We’ve all heard the playground chant about whose dad or house or anything of importance is bigger than someone else’s. Lately, I wonder if there isn’t a race in some pet-restricted communities to see how many people can actually get a pet by hook or by crook. Last Friday seemed to be my day to bump into a variety of service and support animals as I visited several different venues in Broward County.
My first encounter was with a very cute little dog wearing a standard Service Animal vest walking along the sidewalk near the entrance to my office building. The dog strained his leash as he eagerly attempted to jump up and greet passersby. Friendly for sure but not typical service animal behavior. When I got up to my office I decided to see how easy it is to order a service animal vest for your dog. It turns out it is pretty darn easy. Dozens of companies came up including Amazon and Ebay.

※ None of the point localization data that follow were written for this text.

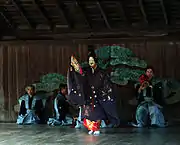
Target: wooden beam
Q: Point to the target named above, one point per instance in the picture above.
(143, 11)
(61, 7)
(164, 12)
(123, 11)
(103, 14)
(43, 12)
(23, 13)
(81, 7)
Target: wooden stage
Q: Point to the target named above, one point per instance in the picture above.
(12, 134)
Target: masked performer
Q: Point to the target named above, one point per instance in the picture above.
(149, 108)
(30, 108)
(97, 100)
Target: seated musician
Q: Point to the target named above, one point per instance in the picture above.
(149, 110)
(30, 107)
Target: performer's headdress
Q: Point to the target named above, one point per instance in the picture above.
(91, 53)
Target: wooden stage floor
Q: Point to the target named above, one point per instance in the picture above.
(12, 134)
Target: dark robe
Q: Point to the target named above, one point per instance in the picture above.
(98, 100)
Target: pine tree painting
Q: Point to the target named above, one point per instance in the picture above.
(125, 65)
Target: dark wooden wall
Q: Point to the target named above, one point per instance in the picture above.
(22, 63)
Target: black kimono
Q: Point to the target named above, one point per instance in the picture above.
(98, 99)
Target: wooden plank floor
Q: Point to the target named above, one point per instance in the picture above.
(12, 134)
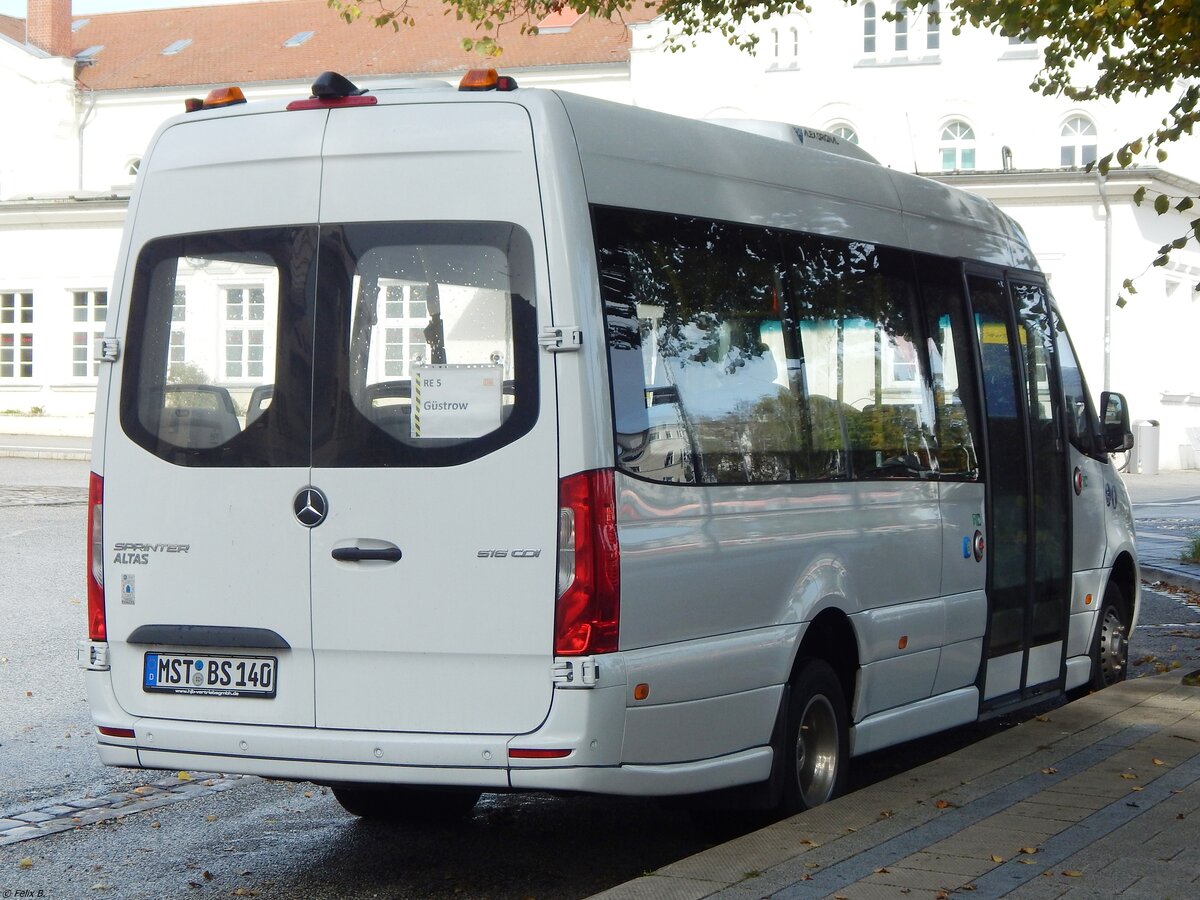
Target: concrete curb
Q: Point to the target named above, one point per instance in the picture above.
(1095, 798)
(43, 453)
(1171, 576)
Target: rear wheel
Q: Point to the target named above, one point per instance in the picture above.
(393, 803)
(817, 741)
(1110, 646)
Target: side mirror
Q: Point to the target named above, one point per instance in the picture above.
(1115, 423)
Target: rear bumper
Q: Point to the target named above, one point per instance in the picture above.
(587, 724)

One website did have the following warning on it:
It is fraudulent to represent your dog as a service animal if it is not. Please don’t do it! Although service dog vests are not required by ADA Law, persons with service animals find it easier to outfit their dog in a service dog vest. It instantly shows the place you are entering that your dog is a service dog and has the right to accompany you. Simply put it helps to avoid confrontation. We will not sell any service animal supplies for a pet dog.
Still, there was nothing to stop someone from completely ignoring the foregoing information and proceeding to the order page.
I suppose the statement that a service animal vest helps to “avoid confrontation” is true because most business owners are now so fearful of litigation that they have instructed their employees not to inquire about a dog wearing one even if the animal seems to otherwise not fit the service animal mode.
Later at a business lunch on Las Olas, my colleague and I were seated outside next to a table with three Yorkies accompanied by their human “masters”. One of the dogs sat in his owner’s lap, one on the floor near the table and the third comfortably sat on top of the table throughout the meal. These dogs wore no vests so their presence at the upscale bistro remained a mystery. Perhaps they were there to provide emotional support rather than being trained service animals? Frankly, the weather was beautiful and the dogs were no trouble at all other than the odd sensation the one actually sitting on the table created while looking over at our meal wistfully.
My last encounter came later that evening when my family and I went to the Broward Center to see Green Day’s American Idiot. Midway through the performance we heard a dog barking in the theater. Since there were no canine performers in the show, we realized it was yet another support animal who had found his or her way into the theater. We looked left and right to see where the dog was seated and, to my surprise, I found a man two seats down from us with his bare feet propped up on the brass balcony railing. American Idiot indeed!
For 12 1/2 years, I was the proud and happy owner of a Boxer named Baci; the name means “kisses” in Italian and it was an apt moniker as he was friendly as most Boxers are. While my family and I loved spending time with Baci, we never felt compelled to buy him a Service Animal vest so he could accompany us to places he really shouldn’t be. I chuckle even thinking about how he would have certainly worked to get any such vest off himself. We usually took him to the dog park as opposed to French restaurants and while he was a fit television companion, I cannot imagine enjoying a Broadway show with Baci rolling around next to us.
The choice to pursue or forego a fraudulent service animal or support animal request boils down to an honor system of sorts. At this point, it really should not be surprising that some people are going to act dishonorably in this regard.